A few years ago, I attempted to create a query to discover the webpage in the HTTP Archive with the highest number of redirects before the first HTML response. I was never totally satisfied with the results, and keep coming back from time to time to identify the biggest culprits.
I think I have it working now. The bottom query identifies the requestid for the “firsthtml.” I then join it to another query for all files with the same pageid (meaning the same website), but with a requestid smaller than the firsthtml file. I further limit to non HTTP 200 responses (this is ~95% 301 and 302 redirects).

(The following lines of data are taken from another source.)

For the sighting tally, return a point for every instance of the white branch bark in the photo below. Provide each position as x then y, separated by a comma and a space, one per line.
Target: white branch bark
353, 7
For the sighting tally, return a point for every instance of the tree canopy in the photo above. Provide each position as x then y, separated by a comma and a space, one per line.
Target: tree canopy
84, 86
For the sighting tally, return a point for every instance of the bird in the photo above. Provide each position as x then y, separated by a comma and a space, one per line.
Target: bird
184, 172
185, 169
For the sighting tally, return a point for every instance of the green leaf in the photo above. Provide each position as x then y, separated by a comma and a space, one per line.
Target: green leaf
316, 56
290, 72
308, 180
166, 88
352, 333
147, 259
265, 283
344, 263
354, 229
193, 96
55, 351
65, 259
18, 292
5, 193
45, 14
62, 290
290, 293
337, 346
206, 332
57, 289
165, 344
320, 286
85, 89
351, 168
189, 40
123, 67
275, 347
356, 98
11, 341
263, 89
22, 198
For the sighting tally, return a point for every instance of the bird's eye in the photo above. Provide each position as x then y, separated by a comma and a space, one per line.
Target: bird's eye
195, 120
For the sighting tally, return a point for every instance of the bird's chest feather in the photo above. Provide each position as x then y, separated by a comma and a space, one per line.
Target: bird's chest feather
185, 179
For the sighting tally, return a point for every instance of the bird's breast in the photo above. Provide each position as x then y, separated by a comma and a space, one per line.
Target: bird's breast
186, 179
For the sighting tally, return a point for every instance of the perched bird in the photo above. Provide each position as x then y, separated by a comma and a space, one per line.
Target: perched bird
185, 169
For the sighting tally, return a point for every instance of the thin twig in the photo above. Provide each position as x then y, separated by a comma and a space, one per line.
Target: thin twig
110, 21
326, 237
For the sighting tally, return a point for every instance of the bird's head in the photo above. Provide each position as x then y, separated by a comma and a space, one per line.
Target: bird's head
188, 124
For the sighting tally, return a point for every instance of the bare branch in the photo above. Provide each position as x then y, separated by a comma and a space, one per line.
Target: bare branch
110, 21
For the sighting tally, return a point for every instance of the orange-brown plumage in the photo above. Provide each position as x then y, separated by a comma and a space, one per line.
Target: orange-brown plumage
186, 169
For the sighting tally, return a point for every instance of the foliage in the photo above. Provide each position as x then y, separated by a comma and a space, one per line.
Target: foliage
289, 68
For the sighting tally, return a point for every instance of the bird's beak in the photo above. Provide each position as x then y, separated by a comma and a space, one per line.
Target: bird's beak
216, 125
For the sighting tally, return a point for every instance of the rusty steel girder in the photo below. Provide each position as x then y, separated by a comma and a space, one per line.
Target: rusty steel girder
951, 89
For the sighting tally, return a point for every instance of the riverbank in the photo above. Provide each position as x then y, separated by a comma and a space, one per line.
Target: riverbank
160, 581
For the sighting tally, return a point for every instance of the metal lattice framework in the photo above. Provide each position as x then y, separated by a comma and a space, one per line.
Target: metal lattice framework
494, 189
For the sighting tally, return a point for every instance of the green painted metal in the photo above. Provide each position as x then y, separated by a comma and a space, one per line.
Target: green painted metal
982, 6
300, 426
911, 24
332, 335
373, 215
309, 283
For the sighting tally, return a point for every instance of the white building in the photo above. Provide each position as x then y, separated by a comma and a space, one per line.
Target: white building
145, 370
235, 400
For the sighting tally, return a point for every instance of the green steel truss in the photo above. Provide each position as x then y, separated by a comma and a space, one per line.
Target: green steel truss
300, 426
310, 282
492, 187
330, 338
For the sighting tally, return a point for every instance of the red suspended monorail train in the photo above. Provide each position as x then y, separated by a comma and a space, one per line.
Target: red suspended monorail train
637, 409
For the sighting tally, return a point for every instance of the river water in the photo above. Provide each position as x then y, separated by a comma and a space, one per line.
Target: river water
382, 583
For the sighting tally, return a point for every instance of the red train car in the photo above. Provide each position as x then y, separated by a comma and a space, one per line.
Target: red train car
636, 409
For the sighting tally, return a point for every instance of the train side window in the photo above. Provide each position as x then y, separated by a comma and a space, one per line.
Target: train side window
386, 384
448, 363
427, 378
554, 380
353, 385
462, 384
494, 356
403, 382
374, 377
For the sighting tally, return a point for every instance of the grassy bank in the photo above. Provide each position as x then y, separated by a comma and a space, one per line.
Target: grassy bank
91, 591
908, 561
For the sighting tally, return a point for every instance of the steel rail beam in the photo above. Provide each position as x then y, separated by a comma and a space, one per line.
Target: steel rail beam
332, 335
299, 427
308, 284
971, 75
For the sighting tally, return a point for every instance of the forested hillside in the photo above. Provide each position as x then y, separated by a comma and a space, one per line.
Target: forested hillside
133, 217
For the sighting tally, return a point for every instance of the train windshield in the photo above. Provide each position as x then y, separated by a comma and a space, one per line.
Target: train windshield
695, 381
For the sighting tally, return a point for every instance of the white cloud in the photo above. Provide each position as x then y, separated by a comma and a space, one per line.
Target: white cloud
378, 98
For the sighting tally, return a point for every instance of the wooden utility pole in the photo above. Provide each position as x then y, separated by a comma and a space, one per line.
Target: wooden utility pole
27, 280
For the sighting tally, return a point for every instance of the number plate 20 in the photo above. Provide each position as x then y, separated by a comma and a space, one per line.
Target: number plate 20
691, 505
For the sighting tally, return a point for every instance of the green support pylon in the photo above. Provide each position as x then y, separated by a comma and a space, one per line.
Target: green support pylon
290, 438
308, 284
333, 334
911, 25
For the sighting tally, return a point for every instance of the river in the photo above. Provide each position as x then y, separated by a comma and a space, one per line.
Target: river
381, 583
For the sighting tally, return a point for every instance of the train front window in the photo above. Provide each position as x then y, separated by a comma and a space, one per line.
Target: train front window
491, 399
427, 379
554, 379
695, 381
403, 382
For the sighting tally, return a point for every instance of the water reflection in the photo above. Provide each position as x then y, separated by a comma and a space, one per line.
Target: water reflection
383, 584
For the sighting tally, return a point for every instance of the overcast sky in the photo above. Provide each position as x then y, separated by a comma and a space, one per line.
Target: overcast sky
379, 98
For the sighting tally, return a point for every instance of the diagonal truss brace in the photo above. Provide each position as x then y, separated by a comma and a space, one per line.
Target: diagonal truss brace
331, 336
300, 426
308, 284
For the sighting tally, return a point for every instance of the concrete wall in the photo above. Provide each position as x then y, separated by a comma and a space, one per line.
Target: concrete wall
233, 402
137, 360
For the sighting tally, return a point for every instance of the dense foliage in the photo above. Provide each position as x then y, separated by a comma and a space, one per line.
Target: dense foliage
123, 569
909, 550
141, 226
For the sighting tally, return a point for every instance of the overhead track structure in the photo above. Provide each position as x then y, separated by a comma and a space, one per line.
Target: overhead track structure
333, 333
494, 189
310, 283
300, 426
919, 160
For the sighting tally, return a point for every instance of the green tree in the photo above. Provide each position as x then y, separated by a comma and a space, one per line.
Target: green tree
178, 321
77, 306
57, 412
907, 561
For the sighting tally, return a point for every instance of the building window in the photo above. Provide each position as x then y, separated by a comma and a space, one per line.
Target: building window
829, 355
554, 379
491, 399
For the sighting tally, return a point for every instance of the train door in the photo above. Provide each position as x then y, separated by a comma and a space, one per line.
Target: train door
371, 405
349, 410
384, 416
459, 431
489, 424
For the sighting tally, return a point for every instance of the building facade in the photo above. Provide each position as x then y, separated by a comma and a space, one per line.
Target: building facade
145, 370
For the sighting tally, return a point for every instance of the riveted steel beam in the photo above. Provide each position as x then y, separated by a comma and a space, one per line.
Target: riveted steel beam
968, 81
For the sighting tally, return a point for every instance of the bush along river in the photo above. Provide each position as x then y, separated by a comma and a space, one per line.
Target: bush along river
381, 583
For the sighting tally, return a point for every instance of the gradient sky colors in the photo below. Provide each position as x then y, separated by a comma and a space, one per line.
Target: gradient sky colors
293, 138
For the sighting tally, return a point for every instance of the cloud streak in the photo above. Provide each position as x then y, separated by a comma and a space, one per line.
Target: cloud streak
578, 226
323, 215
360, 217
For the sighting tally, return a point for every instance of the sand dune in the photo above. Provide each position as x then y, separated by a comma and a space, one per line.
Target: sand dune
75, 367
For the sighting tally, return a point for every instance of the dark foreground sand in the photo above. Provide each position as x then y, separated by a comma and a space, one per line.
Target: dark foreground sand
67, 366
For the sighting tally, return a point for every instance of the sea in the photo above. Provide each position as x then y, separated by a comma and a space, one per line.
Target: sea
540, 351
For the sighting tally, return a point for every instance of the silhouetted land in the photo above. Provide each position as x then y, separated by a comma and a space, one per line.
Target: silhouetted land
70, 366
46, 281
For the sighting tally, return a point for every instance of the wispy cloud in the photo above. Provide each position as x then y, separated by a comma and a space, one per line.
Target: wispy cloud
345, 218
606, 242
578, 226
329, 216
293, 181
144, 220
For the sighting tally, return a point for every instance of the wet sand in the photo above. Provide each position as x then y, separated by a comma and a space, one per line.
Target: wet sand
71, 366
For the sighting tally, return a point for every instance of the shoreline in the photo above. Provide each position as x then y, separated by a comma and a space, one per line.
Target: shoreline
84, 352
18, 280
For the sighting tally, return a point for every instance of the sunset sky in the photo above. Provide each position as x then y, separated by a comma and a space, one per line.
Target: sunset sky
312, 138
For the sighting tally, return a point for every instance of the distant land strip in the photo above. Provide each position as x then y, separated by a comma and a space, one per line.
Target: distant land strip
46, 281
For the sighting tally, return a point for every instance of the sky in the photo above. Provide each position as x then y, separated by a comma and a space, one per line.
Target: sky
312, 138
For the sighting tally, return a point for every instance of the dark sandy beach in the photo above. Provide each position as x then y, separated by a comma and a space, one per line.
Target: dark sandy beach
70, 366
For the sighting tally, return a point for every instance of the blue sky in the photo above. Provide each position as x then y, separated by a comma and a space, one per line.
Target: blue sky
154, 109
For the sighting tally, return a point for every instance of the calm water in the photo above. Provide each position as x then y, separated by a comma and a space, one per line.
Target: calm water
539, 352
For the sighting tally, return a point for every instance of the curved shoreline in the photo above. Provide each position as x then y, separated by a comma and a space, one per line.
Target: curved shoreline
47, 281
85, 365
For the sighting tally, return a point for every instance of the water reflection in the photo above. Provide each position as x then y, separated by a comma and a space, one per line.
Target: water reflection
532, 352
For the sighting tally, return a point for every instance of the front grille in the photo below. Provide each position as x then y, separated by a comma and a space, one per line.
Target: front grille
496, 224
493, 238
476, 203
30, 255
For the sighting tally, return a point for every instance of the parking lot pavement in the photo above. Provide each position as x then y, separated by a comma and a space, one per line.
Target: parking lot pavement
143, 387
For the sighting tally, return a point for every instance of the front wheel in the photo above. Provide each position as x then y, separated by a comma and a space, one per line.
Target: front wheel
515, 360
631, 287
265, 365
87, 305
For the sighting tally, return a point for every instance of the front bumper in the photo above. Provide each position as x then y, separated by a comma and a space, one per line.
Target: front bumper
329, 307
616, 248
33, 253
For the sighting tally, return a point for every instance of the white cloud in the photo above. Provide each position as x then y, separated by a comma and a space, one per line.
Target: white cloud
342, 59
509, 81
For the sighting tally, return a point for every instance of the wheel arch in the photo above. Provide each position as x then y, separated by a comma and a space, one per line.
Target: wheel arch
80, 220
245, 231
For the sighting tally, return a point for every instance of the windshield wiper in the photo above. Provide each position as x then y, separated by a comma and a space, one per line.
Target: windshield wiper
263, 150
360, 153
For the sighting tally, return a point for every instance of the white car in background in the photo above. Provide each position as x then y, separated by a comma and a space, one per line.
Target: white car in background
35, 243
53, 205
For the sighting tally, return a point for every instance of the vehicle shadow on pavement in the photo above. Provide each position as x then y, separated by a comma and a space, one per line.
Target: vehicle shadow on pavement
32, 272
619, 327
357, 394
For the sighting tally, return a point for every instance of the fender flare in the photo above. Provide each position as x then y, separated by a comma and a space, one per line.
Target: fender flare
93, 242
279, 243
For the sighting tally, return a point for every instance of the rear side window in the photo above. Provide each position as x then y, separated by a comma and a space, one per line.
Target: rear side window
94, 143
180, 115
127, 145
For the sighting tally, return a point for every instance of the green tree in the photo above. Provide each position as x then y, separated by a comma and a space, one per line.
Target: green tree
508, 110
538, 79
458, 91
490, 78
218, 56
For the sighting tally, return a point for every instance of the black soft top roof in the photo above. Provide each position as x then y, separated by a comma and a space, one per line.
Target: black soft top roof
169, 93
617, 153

select allreq.pageid, requestid, status
from httparchive:summary_requests.2018_10_15_mobile allreq
join(
//gets firsthtml for pageid
select pageid, requestid as htmlreq, firsthtml
from httparchive:summary_requests.2018_10_15_mobile
where firsthtml=true
) firsthtmlreq
on (allreq.pageid= firsthtmlreq.pageid)
where allreq.requestid < htmlreq and allreq.status !=200
order by allreq.pageid desc, requestid asc
By counting them all, and joining to the url of the page from the summary_pages table, the final query looks like this:
select allreq.pageid, count(allreq.pageid) cnt, pages.url
from(
select allreq.pageid, requestid, status
from httparchive:summary_requests.2018_10_15_mobile allreq
join(
//gets firsthtml for pageid
select pageid, requestid as htmlreq, firsthtml
from httparchive:summary_requests.2018_10_15_mobile
where firsthtml=true
) firsthtmlreq
on (allreq.pageid= firsthtmlreq.pageid)
where allreq.requestid < htmlreq and allreq.status !=200
order by allreq.pageid desc, requestid asc
) redirects
join
(select url, pageid
from httparchive:summary_pages.2018_10_15_mobile) pages
on(pages.pageid = redirects.pageid)
//where allreq.pageid=35053890
group by allreq.pageid, status, pages.url
order by cnt desc
There are a few false positives, but a number of interesting trends that we can quickly find in the results.
And the Winner is:
The “winner” (Its really hard to call a website with a lot of redirects a winner) has 13 redirects before successfully requesting HTML It actually fails when re-run in WebPageTest with the error “Too Many redirects”
But what is the site actually doing? Let’s take a look in devTools:
- https://www.site.com redirects to https://www.site.com/en-US, as the site is not originally in English.
- The www English site sees that I am testing on a mobile device, so redirects me to http://m.site.com
- Now here, they are doing something correctly. They are using
“Upgrade-Insecure-Requests:1” to enforce HTTPS on all pages.
- However, you’ll notice that they redirected to an http:// site.
- Now here, they are doing something correctly. They are using
- http://m.site.com redirects to https://m.site.com, because of the directive to enforce HTTPS.
- Now, the https, m dot site recognizes that the browser is set to english, so we redirect to https://m.site.com/en-US
- We now enter a loop of sorts and the english site redirects to http://m.site.com (and we repeat steps 2-5 several times) before the page fully loads.
On an emulated 3G connection, we see that the redirects add about 10.5 seconds to the time to First byte.
Trends in the Data
Logout Before Login
There are a lot of Login pages on the internet. Many of the pages with a lot of redirects are sites that what to ensure you are completely logged off every domain before logging you in. The waterfalls look like this:
The page circulates through all the domains you might be logged into, and logs you out. In the above screenshot, we see requests to subdomains portal, talent, and onboarding – all are logged out, and then you can commence logging in. This appears too the the major method used for many e-commerce and e-mail login systems (as there are many in the results). Sometimes these requests are cached on subsequent visits, but many have the same number of redirects on subsequent visits.
Journals
All of the Elsevier Health Journals use the same initial load setup. As above, the sites are looking to see if the site is logged in properly. Then, several cookies are added serially (each with its own 302 redirect). As a result, all of these journals have 7 redirects on initial load:
Finally, one of the top offenders in the data is CVS.com. In testing with WebPageTest, I initially saw no redirects (and sometimes the HTTP Archive catches a site in a funny state that no longer exists). But testing in my own browser (in the EU) the site did fail. It turns out that the redirect to http://www.cvs.com/international.html begins an infinite looping that quickly fails in Chrome:
Conclusion
Using multiple redirects on page load increases the time to first byte, and can seriously effect the load time of your website (especially on mobile!). Working to optimize login procedures (minimizing the number of logouts before logging in), can speed up the content appearing on the page.
Finally, test every version of your website. If you redirect to an English version, or an international version – they may not be your main target audience, but since you built the page, you should ensure that it loads without an infinite number of redirects.